Kedua: Dari Ibnu Abbas radhiallahu ‘anhuma, katanya: “Umar radhiyallahu anhu memasukkan diriku [11] dalam barisan sahabat-sahabat tua yang pernah mengikuti perang Badar. Maka sebagian orang-orang tua itu seolah-olah ada yang merasakan tidak enak dalam jiwanya, lalu berkata: “Mengapa orang ini masuk beserta kita, sedangkan kita mempunyai anak-anak yang sebaya umurnya dengan dia?” Umar kemudian menjawab: “Sebenarnya dia itu sebagaimana yang engkau semua ketahui.” – maksudnya bahwa Ibnu Abbas itu diasuh dalam rumah kenabian dan ia adalah sumber ilmu pengetahuan dan berbagai pendapat yang tepat-. Selanjutnya pada suatu hari Umar memanggil saya, lalu memasukkan saya bersama-sama dengan para orang tua di atas. Saya tidak mengerti bahwa Umar memanggil saya pada hari itu, melainkan hanya untuk memperlihatkan keadaan saya kepada mereka itu. Umar itu berkata: “Bagaimanakah pendapat saudara-saudara mengenai firman Allah -yang artinya: “Jikalau telah datang pertolongan Allah dan kemenangan.” Maka sebagian para sahabat tua-tua itu berkata: “Maksudnya ialah kita diperintah supaya memuji kepada Allah serta memohonkan pengampunan daripadaNya jikalau kita diberi pertolongan serta kemenangan.” Sebagian mereka yang lain diam saja dan tidak mengucapkan sepatah katapun. Umar lalu berkata kepadaku: “Adakah demikian itu pula pendapatmu, hai Ibnu Abbas?” Saya lalu menjawab: “Tidak.” Umar bertanya lagi: “Jadi bagaimanakah pendapatmu?” Saya menjawab: “Itu adalah menunjukkan tentang ajal Rasulullah shalallahu alaihi wasalam, Allah telah memberitahukan pada beliau tentang dekat tibanya ajal itu. Jadi Allah berfirman -yang artinya: “Jikalau telah datang pertolongan dari Allah serta kemenangan,” maka yang sedemikian itu adalah sebagai tanda datangnya ajalmu. Oleh sebab itu maka memaha sucikanlah dengan mengucapkan puji-pujian kepada Tuhanmu dan mohonlah pengampunan padaNya, sesungguhnya Allah adalah Maha Penerima taubat.” Umar radhiyallahu anhu lalu berkata: “Memang, saya sendiri tidak mempunyai pendapat selain daripada seperti apa yang telah engkau ucapkan itu.” (Riwayat Bukhari).

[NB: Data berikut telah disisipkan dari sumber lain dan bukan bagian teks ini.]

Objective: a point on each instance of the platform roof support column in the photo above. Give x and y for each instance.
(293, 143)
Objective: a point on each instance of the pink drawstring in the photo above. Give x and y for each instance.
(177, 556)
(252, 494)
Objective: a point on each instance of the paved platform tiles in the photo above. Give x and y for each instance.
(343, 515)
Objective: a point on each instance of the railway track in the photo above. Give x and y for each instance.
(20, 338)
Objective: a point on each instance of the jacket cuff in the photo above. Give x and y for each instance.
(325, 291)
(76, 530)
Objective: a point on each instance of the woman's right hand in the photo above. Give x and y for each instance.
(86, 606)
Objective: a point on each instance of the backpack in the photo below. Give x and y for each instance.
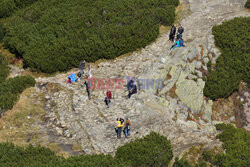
(181, 42)
(79, 75)
(109, 94)
(127, 124)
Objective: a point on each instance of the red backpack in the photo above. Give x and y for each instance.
(109, 94)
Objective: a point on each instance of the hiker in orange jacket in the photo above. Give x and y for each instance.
(127, 126)
(119, 128)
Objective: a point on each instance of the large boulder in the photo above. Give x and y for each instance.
(191, 94)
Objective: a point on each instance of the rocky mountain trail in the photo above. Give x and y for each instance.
(170, 97)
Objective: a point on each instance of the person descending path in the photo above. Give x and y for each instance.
(132, 88)
(108, 98)
(81, 68)
(119, 128)
(72, 78)
(176, 44)
(172, 33)
(180, 31)
(181, 42)
(87, 85)
(127, 126)
(89, 72)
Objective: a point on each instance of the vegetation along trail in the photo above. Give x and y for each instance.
(177, 110)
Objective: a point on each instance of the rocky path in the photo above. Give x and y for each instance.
(178, 110)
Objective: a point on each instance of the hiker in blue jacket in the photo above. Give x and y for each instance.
(72, 78)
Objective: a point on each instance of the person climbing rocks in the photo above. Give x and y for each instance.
(127, 126)
(180, 31)
(172, 33)
(89, 72)
(87, 85)
(108, 98)
(122, 120)
(72, 78)
(81, 68)
(132, 88)
(181, 42)
(176, 44)
(119, 128)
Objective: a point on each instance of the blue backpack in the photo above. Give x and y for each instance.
(181, 42)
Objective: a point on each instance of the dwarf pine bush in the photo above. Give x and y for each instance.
(233, 65)
(7, 7)
(54, 35)
(10, 90)
(247, 5)
(236, 143)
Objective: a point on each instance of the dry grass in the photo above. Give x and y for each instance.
(18, 125)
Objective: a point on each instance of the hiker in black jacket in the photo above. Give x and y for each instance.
(180, 31)
(172, 33)
(81, 68)
(87, 85)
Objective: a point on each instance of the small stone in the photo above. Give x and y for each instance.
(206, 60)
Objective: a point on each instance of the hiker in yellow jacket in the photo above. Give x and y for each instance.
(127, 126)
(119, 127)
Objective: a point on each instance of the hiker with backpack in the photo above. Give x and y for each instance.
(180, 31)
(172, 33)
(176, 44)
(127, 126)
(81, 68)
(87, 85)
(72, 78)
(132, 88)
(108, 98)
(181, 42)
(118, 130)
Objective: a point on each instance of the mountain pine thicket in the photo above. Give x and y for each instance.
(10, 89)
(233, 65)
(247, 5)
(54, 35)
(152, 150)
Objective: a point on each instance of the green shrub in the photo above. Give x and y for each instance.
(233, 65)
(236, 143)
(2, 32)
(247, 5)
(4, 69)
(181, 163)
(10, 90)
(152, 150)
(159, 154)
(7, 7)
(54, 35)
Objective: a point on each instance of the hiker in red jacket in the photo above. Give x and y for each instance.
(108, 98)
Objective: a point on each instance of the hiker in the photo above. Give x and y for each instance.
(72, 78)
(172, 33)
(87, 85)
(127, 126)
(122, 120)
(180, 31)
(176, 44)
(81, 68)
(108, 98)
(119, 128)
(132, 88)
(181, 42)
(89, 72)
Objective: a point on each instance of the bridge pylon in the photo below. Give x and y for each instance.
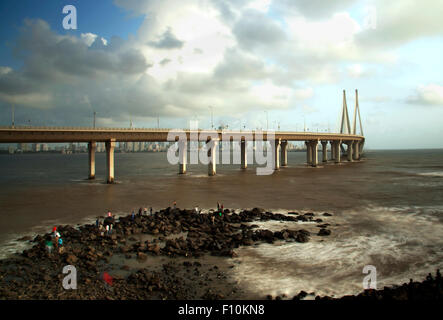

- Memperbanyak Dzikir dan Do’a dimasa Tua (Saatnya Membenahi diri)
الثَالِثُ : عَنْ عَائشَةَ رَضِيَ اللّٰهُ عَنْهَا قَالَتْ : مَا صَلَّى رسُوْلُ اللهِ صَلَّى اللّٰهُ عليه و سَلَّمَ صَلَاةً بَعْدَ أَنْ نَزَلَتْ عَلَيْهِ. إِذَا جَاءَ نَصْرُ اللّٰهِ وَالْفَتْحُ. إِلَّا يَقُوْلُ فِيْهَا سُبْحَانَكَ رَبَّنَا وَبِحَمْدِكَ، اللَّهُمَّ اغْفِرْلِى. متفق عليه
Ketiga: Dari Aisyah radhiallahu ‘anha, katanya: “Tidaklah Rasulullah shalallahu alaihi wasalam bershalat sesuatu shalat setelah turunnya ayat: Idzaja anashrullahi walfathu -Apabila telah tiba pertolongan dari Allah dan kemenangan, melainkan dalam shalatnya itu selalu mengucapkan: Subhanaka rabbana wa bihamdik, Allahummaghfirli -Maha Suci Engkau wahai Tuhan kami dan saya mengucapkan puji-pujian kepadaMu. Ya Allah berilah pengampunan padaku.” (Muttafaq ‘alaih).
Dalam riwayat yang tertera dalam kedua kitab shahih -yakni Bukhari dan Muslim, disebutkan dari Aisyah pula demikian: “Rasulullah shalallahu alaihi wasalam itu memperbanyakkan ucapannya dalam ruku’ dan sujudnya yaitu: Subhanakallahumma rabbana wa bihamdika, Allahummaghfirli -Maha Suci Engkau ya Allah Tuhan kami dan saya mengucapkan puji-pujian kepadaMu. Ya Allah, berikanlah pengampunan padaku,” beliau mengamalkan benar-benar apa-apa yang menjadi isi al-Quran. Makna: Yata-awwalul Quran ialah mengamalkan apa-apa yang diperintahkan pada beliau itu yang tersebut dalam al-Quran, yakni dalam firman Allah Ta’ala: Fasabbih bihamdi rabbika wastaghfirhu, artinya: Maka maha sucikanlah dengan mengucapkan puji-pujian kepada TuhanMu dan mohonlah pengampunan kepadaNya.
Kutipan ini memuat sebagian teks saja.